The Purchaser must inform POLAR in writing within 24 hours of receipt of goods of any discrepancy or damage. POLAR will not be liable for rectifying any such discrepancy or damage if notification is made more than 24 hours after delivery.

15. Return of goods

Goods correctly supplied in accordance with a Purchaser's instructions should not be returned without POLAR's written consent. A returned goods handling charge of 15% will be made. Where goods are alleged to not be in conformance with the published specification, full details must be given in writing. In no circumstances will goods that have been used be considered for credit. Our completed returns form must accompany any goods returned to POLAR otherwise no action will be taken.

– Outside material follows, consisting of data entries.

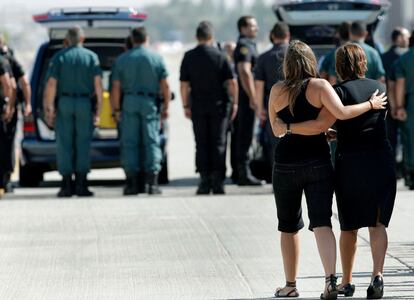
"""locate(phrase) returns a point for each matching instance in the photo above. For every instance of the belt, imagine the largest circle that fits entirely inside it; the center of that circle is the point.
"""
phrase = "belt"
(149, 94)
(76, 95)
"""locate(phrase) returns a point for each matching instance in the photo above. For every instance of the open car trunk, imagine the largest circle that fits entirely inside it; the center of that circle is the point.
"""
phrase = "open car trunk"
(105, 30)
(315, 21)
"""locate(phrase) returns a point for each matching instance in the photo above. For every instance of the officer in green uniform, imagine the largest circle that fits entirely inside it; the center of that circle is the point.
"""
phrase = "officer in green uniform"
(404, 110)
(74, 77)
(139, 75)
(328, 64)
(375, 71)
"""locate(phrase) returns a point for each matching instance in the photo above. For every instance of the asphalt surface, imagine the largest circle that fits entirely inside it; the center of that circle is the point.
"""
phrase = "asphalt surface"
(174, 246)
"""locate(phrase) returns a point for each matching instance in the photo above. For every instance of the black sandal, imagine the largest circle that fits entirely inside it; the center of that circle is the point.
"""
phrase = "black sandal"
(347, 290)
(376, 288)
(291, 294)
(331, 291)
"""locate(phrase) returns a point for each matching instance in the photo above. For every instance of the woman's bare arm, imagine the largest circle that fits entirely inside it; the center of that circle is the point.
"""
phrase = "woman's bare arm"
(330, 100)
(312, 127)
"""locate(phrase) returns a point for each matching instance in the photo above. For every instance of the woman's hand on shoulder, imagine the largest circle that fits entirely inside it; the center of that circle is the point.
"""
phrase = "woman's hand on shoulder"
(279, 128)
(378, 101)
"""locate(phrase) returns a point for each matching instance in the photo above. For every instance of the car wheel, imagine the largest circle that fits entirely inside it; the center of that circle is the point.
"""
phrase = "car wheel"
(30, 176)
(163, 175)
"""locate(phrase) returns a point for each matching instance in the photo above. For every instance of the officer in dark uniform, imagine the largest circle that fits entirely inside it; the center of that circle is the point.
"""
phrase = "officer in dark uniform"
(245, 57)
(74, 77)
(205, 73)
(268, 71)
(6, 115)
(139, 74)
(400, 38)
(404, 96)
(23, 93)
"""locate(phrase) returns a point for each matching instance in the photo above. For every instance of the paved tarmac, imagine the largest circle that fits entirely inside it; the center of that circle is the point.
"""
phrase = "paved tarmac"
(175, 246)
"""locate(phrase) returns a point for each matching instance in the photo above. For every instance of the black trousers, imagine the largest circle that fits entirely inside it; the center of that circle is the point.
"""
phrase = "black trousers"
(7, 134)
(392, 132)
(242, 133)
(210, 136)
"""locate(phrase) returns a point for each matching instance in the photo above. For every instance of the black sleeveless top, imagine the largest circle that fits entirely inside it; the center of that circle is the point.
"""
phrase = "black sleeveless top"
(366, 131)
(300, 148)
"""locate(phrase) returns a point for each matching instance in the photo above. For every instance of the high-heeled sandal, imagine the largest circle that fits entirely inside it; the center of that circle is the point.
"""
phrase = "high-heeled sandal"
(347, 290)
(331, 291)
(376, 288)
(293, 293)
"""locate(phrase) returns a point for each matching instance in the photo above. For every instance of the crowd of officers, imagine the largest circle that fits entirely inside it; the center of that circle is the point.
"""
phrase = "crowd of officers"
(221, 89)
(14, 89)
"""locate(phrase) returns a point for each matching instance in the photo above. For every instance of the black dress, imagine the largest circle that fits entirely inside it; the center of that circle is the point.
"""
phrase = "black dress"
(365, 180)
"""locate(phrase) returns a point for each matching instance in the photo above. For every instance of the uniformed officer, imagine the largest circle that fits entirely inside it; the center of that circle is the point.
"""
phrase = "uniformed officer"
(400, 38)
(74, 78)
(404, 107)
(358, 33)
(205, 73)
(23, 93)
(343, 33)
(268, 71)
(139, 75)
(6, 115)
(245, 57)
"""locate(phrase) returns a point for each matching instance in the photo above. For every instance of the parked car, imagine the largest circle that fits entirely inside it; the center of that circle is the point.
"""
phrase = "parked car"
(105, 31)
(314, 22)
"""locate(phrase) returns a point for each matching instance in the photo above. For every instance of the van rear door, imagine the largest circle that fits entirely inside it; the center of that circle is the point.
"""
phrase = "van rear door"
(105, 30)
(315, 22)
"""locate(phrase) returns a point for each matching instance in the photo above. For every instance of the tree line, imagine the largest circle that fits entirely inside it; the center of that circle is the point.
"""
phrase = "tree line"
(177, 20)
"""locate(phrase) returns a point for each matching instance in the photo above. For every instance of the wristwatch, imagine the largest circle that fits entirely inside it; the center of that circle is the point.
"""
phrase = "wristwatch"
(288, 130)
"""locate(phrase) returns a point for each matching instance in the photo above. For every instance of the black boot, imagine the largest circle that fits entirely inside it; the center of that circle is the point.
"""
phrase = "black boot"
(81, 185)
(131, 187)
(8, 185)
(141, 182)
(152, 180)
(217, 183)
(65, 187)
(204, 186)
(246, 177)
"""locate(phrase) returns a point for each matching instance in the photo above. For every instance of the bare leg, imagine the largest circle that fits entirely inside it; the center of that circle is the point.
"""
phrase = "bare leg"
(289, 243)
(379, 243)
(325, 239)
(326, 242)
(348, 246)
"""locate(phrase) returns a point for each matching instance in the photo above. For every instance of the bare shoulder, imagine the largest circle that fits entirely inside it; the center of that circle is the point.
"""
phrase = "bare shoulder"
(318, 83)
(278, 97)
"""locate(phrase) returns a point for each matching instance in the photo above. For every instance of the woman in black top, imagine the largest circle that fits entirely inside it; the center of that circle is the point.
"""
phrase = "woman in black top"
(365, 181)
(302, 163)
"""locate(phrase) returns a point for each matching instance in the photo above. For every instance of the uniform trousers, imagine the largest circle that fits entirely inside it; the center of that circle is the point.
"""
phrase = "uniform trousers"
(140, 134)
(210, 131)
(74, 127)
(242, 134)
(7, 153)
(407, 135)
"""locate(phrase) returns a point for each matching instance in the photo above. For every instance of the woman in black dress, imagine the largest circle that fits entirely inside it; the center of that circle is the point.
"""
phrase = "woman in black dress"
(303, 165)
(365, 183)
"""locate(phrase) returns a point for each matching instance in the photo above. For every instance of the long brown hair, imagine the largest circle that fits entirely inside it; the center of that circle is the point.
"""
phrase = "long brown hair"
(299, 64)
(351, 61)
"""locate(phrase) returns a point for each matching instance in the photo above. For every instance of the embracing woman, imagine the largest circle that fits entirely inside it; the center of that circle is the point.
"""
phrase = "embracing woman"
(302, 163)
(365, 181)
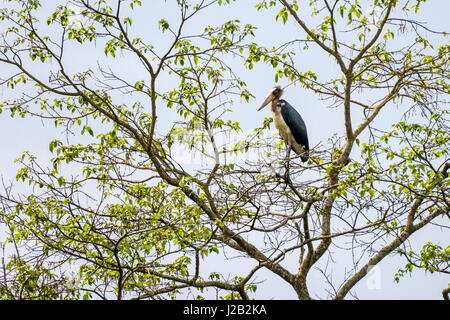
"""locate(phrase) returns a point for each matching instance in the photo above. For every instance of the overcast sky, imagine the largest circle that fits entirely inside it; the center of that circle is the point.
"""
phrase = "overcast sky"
(18, 135)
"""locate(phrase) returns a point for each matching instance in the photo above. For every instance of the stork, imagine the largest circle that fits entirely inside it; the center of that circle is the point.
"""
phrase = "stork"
(289, 123)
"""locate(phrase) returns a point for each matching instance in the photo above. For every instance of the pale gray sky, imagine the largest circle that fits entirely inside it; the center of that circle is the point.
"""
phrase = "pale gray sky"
(17, 135)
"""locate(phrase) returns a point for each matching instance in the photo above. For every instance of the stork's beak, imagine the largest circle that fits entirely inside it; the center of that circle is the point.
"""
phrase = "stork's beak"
(269, 99)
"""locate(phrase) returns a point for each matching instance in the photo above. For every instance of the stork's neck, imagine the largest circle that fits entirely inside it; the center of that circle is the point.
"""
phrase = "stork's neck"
(274, 105)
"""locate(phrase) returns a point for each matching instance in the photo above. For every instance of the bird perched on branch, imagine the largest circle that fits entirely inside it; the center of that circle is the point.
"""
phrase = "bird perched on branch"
(289, 123)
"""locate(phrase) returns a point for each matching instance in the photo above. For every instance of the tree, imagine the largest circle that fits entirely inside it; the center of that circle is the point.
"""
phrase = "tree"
(135, 221)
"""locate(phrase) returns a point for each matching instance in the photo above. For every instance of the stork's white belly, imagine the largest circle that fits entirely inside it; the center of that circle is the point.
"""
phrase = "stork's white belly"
(285, 132)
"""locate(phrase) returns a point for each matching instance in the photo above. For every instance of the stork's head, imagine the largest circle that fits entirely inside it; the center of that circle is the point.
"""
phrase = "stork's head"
(274, 94)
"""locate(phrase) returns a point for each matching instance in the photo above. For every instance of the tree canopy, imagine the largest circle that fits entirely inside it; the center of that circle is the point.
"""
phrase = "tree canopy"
(121, 211)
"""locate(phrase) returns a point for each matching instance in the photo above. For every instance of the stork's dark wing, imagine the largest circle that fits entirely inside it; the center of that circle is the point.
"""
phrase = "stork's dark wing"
(295, 123)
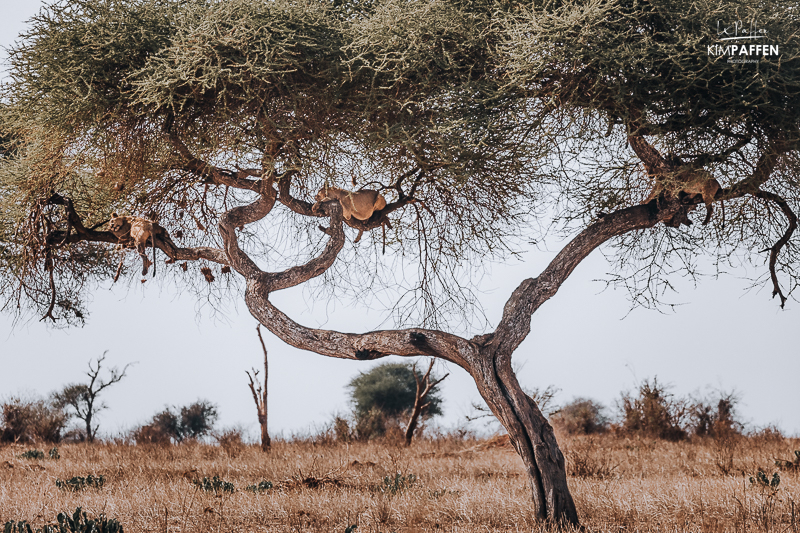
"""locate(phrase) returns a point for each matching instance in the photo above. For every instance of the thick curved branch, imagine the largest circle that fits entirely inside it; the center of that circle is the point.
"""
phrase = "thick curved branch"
(764, 167)
(533, 292)
(218, 176)
(238, 217)
(317, 266)
(80, 233)
(302, 207)
(365, 346)
(776, 248)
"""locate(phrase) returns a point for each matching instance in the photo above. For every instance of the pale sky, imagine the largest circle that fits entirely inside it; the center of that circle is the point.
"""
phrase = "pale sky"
(583, 341)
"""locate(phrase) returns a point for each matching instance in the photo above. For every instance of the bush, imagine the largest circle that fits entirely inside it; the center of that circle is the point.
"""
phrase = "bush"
(716, 417)
(372, 423)
(581, 416)
(32, 454)
(654, 412)
(194, 421)
(382, 396)
(31, 421)
(77, 523)
(214, 484)
(78, 483)
(391, 388)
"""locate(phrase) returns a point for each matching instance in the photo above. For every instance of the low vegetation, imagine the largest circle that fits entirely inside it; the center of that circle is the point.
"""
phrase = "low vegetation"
(443, 483)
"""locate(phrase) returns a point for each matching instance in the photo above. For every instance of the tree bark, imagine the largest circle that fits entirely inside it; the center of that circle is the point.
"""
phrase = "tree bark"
(424, 387)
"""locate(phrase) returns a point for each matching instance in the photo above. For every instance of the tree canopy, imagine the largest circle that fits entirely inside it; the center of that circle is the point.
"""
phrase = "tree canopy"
(483, 122)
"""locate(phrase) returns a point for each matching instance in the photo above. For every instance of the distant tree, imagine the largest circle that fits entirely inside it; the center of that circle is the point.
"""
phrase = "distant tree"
(191, 422)
(197, 419)
(31, 420)
(80, 399)
(481, 123)
(654, 411)
(581, 416)
(260, 394)
(424, 386)
(389, 391)
(716, 416)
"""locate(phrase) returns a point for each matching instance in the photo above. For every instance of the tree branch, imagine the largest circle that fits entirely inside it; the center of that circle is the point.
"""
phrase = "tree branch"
(216, 175)
(764, 167)
(776, 248)
(533, 292)
(239, 216)
(82, 234)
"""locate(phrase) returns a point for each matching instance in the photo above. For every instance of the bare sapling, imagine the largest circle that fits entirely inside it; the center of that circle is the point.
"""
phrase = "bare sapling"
(260, 394)
(424, 386)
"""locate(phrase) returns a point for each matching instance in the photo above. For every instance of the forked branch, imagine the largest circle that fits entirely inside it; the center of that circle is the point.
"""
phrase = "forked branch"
(776, 248)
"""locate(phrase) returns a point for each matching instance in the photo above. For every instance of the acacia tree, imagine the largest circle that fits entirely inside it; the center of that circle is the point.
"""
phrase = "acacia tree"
(475, 118)
(260, 394)
(81, 398)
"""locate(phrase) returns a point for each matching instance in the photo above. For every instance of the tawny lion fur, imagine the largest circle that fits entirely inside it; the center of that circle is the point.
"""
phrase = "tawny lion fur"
(359, 204)
(701, 183)
(140, 230)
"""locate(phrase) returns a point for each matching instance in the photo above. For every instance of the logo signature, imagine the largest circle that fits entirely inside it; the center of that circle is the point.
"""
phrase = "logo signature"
(731, 31)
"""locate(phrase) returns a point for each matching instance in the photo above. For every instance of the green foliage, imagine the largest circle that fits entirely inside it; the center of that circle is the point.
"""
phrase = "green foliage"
(261, 486)
(790, 464)
(374, 89)
(390, 388)
(215, 485)
(78, 483)
(29, 420)
(193, 421)
(761, 480)
(653, 56)
(654, 412)
(32, 454)
(79, 522)
(398, 483)
(716, 417)
(582, 416)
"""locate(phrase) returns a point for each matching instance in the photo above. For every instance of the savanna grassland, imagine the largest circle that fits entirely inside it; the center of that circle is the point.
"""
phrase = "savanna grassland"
(439, 484)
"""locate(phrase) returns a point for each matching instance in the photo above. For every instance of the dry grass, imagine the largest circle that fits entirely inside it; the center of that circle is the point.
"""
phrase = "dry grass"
(619, 484)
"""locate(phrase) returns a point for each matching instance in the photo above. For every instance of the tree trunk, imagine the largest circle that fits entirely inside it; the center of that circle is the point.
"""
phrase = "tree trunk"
(412, 422)
(265, 440)
(532, 437)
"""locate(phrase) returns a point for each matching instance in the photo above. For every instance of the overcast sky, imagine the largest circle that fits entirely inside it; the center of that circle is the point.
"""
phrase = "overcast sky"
(583, 341)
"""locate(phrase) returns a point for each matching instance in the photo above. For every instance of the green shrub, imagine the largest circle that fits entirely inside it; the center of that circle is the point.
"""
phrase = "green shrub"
(654, 412)
(78, 483)
(32, 454)
(398, 483)
(79, 522)
(391, 388)
(581, 416)
(193, 421)
(215, 484)
(31, 420)
(791, 464)
(262, 486)
(370, 424)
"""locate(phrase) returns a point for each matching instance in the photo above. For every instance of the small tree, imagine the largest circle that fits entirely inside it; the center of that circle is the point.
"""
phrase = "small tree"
(81, 399)
(654, 412)
(390, 391)
(194, 421)
(30, 420)
(424, 386)
(581, 416)
(260, 395)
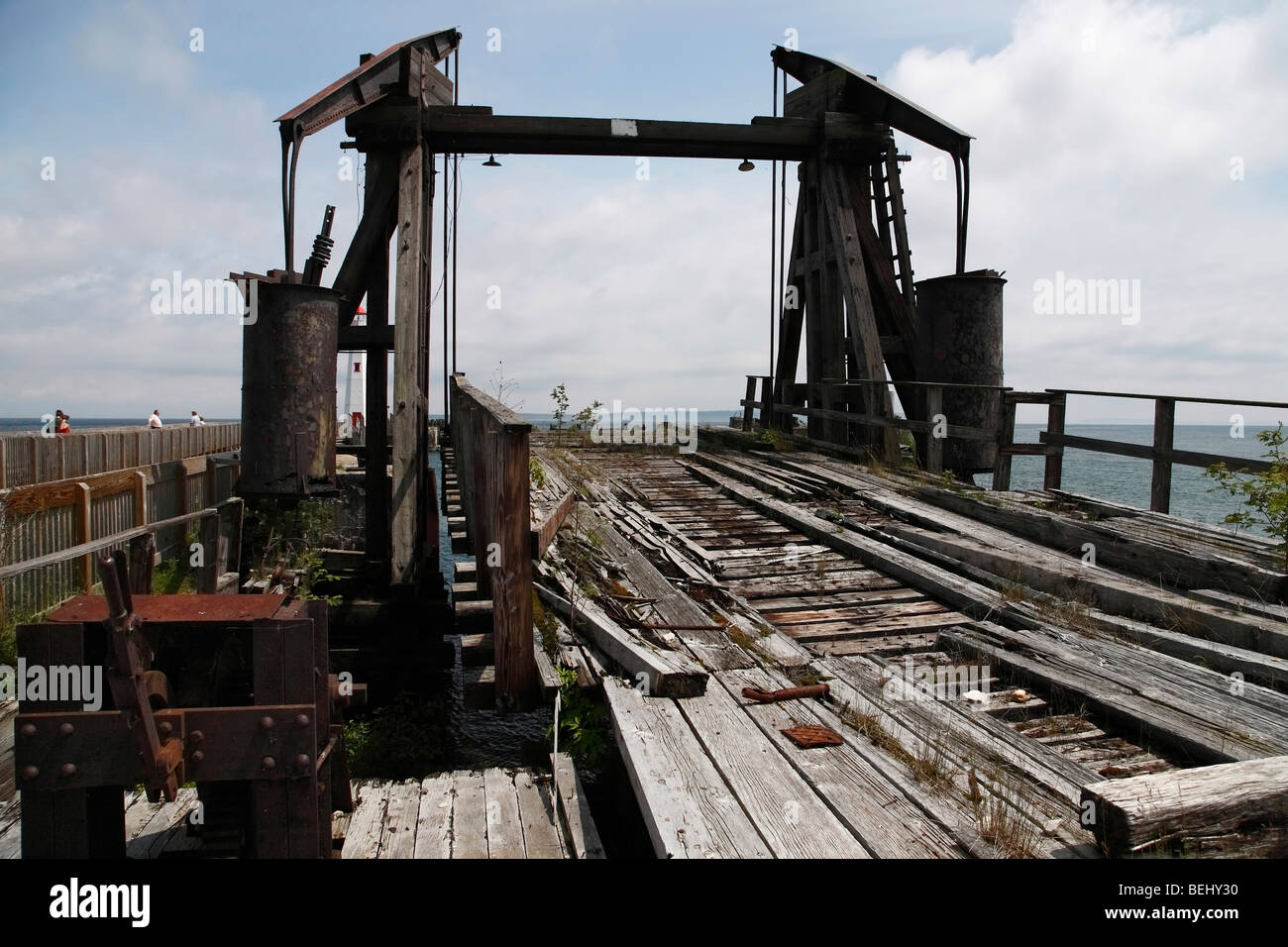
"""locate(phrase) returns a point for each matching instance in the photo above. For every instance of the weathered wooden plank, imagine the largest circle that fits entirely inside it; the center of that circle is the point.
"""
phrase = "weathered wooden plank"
(688, 808)
(583, 836)
(712, 648)
(1189, 709)
(469, 815)
(411, 342)
(772, 792)
(1229, 810)
(666, 673)
(539, 818)
(866, 800)
(544, 534)
(503, 827)
(366, 825)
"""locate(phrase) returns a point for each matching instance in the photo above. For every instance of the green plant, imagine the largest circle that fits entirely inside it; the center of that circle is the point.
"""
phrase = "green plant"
(559, 395)
(548, 625)
(290, 538)
(505, 388)
(1265, 495)
(584, 728)
(536, 474)
(585, 419)
(773, 440)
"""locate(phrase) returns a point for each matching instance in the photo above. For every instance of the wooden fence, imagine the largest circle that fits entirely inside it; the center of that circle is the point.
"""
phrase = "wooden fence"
(490, 451)
(40, 523)
(37, 458)
(1051, 442)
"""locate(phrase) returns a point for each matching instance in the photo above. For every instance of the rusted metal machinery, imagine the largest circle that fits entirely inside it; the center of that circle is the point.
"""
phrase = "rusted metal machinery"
(228, 690)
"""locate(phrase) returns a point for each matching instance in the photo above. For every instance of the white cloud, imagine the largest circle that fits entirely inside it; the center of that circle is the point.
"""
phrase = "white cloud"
(1103, 154)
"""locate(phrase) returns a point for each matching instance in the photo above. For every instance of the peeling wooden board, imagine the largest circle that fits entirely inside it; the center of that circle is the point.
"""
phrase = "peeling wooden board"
(583, 836)
(366, 825)
(688, 808)
(469, 815)
(1235, 809)
(537, 814)
(434, 817)
(398, 835)
(503, 830)
(785, 809)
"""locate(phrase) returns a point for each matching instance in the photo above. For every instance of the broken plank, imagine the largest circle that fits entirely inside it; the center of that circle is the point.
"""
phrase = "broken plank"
(688, 808)
(583, 836)
(1231, 810)
(668, 673)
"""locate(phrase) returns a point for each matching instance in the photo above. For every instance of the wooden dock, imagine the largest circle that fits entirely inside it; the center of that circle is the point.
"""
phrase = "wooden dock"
(777, 570)
(493, 813)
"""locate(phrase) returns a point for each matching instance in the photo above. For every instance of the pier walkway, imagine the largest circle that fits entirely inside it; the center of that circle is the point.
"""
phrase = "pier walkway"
(706, 578)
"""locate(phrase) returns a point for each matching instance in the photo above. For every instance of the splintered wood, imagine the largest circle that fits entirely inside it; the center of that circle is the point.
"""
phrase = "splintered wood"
(496, 813)
(970, 702)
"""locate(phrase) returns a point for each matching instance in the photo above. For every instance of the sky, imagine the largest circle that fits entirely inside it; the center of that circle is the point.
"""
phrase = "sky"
(1136, 142)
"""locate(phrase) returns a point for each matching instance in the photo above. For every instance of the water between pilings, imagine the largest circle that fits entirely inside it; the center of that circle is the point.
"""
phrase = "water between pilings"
(481, 738)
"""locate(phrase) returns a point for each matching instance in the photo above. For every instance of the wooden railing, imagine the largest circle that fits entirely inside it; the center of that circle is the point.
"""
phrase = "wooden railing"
(934, 401)
(37, 458)
(1051, 442)
(490, 451)
(1160, 451)
(51, 531)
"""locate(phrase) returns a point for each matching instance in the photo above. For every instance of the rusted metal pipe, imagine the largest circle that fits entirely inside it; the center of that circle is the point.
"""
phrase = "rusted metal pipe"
(786, 693)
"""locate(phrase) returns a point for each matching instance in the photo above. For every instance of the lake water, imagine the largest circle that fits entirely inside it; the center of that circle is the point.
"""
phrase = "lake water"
(1121, 479)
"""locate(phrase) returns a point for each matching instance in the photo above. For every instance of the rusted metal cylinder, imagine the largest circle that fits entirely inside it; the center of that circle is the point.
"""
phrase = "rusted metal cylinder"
(960, 342)
(288, 423)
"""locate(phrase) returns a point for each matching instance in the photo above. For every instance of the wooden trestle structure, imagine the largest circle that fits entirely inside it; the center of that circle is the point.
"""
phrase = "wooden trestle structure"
(850, 257)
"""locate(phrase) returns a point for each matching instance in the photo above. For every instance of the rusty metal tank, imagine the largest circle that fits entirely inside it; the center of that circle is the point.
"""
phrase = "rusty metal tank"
(288, 416)
(960, 341)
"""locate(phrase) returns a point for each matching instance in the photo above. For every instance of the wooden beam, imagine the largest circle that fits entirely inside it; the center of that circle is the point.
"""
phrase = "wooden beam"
(411, 331)
(85, 534)
(378, 221)
(544, 534)
(784, 140)
(842, 230)
(662, 673)
(1227, 810)
(376, 281)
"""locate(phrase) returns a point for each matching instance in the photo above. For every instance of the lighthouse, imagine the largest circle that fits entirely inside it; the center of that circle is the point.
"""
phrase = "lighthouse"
(353, 419)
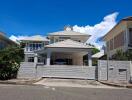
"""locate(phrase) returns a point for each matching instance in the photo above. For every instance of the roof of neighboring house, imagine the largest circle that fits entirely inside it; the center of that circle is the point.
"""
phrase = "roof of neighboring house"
(124, 19)
(67, 33)
(68, 44)
(98, 55)
(34, 38)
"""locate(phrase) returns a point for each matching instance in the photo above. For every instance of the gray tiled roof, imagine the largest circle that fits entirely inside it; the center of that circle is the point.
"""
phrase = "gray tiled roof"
(68, 44)
(68, 33)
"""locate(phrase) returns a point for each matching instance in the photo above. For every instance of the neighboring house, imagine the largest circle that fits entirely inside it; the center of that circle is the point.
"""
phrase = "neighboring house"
(5, 42)
(63, 57)
(30, 44)
(119, 37)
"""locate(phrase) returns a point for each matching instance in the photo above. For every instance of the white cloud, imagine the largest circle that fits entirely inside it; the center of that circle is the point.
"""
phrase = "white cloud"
(98, 30)
(18, 38)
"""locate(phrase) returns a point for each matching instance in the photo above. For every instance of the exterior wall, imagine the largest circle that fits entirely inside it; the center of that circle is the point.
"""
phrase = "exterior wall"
(4, 41)
(77, 58)
(29, 70)
(29, 51)
(114, 71)
(118, 38)
(119, 33)
(61, 38)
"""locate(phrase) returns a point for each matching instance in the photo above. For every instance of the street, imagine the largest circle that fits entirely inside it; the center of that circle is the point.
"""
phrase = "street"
(24, 92)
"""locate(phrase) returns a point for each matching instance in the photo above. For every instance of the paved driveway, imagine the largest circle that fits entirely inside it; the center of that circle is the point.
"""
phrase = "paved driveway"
(19, 92)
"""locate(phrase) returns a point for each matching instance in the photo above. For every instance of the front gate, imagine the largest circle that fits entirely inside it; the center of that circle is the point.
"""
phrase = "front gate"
(66, 71)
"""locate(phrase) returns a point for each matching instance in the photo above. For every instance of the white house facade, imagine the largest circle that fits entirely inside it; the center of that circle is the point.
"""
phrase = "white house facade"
(61, 56)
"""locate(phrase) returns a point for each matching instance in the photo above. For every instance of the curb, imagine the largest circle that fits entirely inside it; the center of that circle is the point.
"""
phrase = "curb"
(115, 85)
(21, 83)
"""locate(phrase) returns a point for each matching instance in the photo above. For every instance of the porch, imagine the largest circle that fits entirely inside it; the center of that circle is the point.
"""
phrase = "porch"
(64, 56)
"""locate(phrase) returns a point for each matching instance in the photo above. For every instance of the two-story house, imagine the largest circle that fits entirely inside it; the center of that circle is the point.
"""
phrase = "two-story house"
(119, 37)
(66, 48)
(63, 57)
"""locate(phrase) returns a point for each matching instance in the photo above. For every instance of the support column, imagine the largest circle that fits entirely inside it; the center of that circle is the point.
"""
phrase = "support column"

16. Specifications of Products

Whilst specifications are believed to be correct at time of going to press, all products and product ranges are subject to the manufacturer's policies of "continuous improvement" and are liable to alteration without notice.

17. Force Majeure

POLAR shall not be liable for any delay in or failure to perform any of its obligations hereunder if the delay or failure is caused by circumstances outside the reasonable control of POLAR.

18. Legal Construction

These conditions and the contract to which this document relates, shall in all respects be constructed and operate in accordance with English Law. These conditions do not reduce or diminish any statutory rights or duties under the Sale of Goods Act (1979) and Supply of Goods and Services Act (1982) or Common law rights of either party. English Law shall govern all contracts concluded with POLAR Ltd.